Martyna Linartas diskutiert in Essen über Vermögensungleichheit und Erbengesellschaft

Eine Gruppe von Menschen, die eine rote Fahne mit der Aufschrift "Millionäre für soziale Gerechtigkeit" schwenken, geht eine Straße entlang mit Gebäuden, Polen, Bäumen und einem klaren blauen Himmel im Hintergrund.

Martyna Linartas diskutiert in Essen über Vermögensungleichheit und Erbengesellschaft

Die Politikwissenschaftlerin Martyna Linartas wird am Sonntag, dem 30. November, um 11 Uhr in Essen sprechen.
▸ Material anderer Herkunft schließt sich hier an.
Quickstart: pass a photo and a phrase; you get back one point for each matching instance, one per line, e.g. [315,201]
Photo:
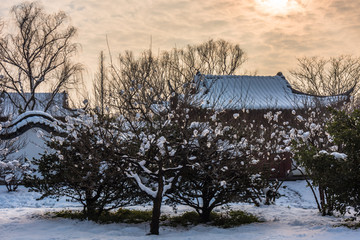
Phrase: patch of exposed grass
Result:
[120,216]
[225,220]
[234,218]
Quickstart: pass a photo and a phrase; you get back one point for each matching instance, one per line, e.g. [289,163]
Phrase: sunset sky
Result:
[273,33]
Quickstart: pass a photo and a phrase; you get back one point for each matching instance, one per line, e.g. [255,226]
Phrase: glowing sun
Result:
[278,6]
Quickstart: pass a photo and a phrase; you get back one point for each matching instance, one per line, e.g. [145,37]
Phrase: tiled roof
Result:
[255,92]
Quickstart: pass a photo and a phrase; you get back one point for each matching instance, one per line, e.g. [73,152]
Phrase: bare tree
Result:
[36,56]
[154,96]
[100,85]
[321,76]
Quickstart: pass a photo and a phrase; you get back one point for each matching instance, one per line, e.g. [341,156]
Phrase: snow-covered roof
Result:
[28,120]
[255,92]
[58,107]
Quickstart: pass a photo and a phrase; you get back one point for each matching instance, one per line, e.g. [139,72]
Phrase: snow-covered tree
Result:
[84,166]
[329,153]
[155,96]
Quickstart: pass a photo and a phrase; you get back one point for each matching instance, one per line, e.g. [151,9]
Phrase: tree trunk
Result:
[155,219]
[205,215]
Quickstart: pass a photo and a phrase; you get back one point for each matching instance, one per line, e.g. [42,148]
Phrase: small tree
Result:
[37,56]
[342,176]
[312,142]
[12,169]
[83,166]
[154,96]
[217,171]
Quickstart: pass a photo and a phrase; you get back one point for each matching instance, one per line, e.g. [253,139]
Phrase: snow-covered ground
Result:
[293,217]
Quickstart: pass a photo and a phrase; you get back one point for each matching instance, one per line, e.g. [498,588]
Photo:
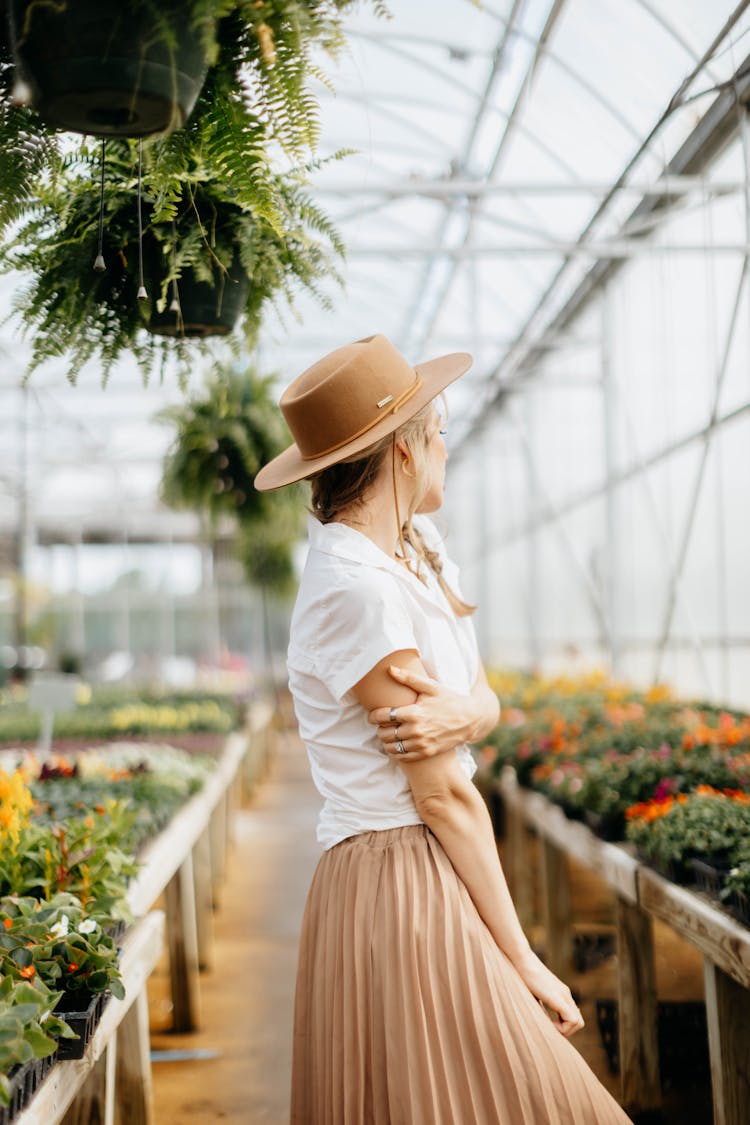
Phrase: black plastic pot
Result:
[24,1083]
[610,826]
[81,1011]
[205,309]
[109,68]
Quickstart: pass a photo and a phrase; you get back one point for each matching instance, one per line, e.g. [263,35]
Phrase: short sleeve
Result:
[361,620]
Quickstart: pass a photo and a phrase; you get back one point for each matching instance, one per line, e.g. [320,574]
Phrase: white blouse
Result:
[354,606]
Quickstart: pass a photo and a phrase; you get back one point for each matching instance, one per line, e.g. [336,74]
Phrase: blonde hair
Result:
[346,484]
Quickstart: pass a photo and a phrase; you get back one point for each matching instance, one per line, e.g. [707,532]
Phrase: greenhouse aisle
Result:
[236,1069]
[247,996]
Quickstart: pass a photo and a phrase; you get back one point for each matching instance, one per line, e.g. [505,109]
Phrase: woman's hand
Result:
[437,721]
[553,993]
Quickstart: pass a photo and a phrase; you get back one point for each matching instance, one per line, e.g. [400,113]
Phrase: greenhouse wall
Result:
[599,511]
Die kostenlose Veranstaltung findet im Großen Saal der Volkshochschule (VHS, Raum U.01) statt und ist Teil der Vortragsreihe "Gespräche für Morgen". In ihrem Vortrag setzt sie sich mit Vermögensungleichheit und deren Auswirkungen auf die Gesellschaft auseinander.

Linartas, die an der Freien Universität Berlin promoviert hat und dort als Dozentin tätig ist, wird ihr Buch "Ungerechte Ungleichheit: Wie wir uns aus der Erbengesellschaft befreien können" vorstellen. Darin untersucht sie, wie sich Vermögen in immer weniger Händen konzentriert und über Generationen weitergegeben wird. Für ihre Forschung führte sie Gespräche mit Mitgliedern der Wirtschaftselite.

Im Rahmen des Vortrags wird sie argumentieren, dass extreme Ungleichheit den sozialen Zusammenhalt und die Demokratie schwächt. An ihrer Seite diskutiert Nikolaos Georgakis von der VHS Essen mögliche Wege zu einer gerechteren Vermögensverteilung.

Die Veranstaltung steht allen Interessierten offen und ist gebührenfrei. Die Organisatoren empfehlen eine Online-Anmeldung für weitere Informationen. Der Termin findet am 30. November im Großen Saal der VHS statt. Weitere Details und die Anmeldung sind unter www.vhs.link/unerworben abrufbar. Ziel der Diskussion ist es, Lösungsansätze zur Verringerung erblich bedingter Vermögensunterschiede aufzuzeigen.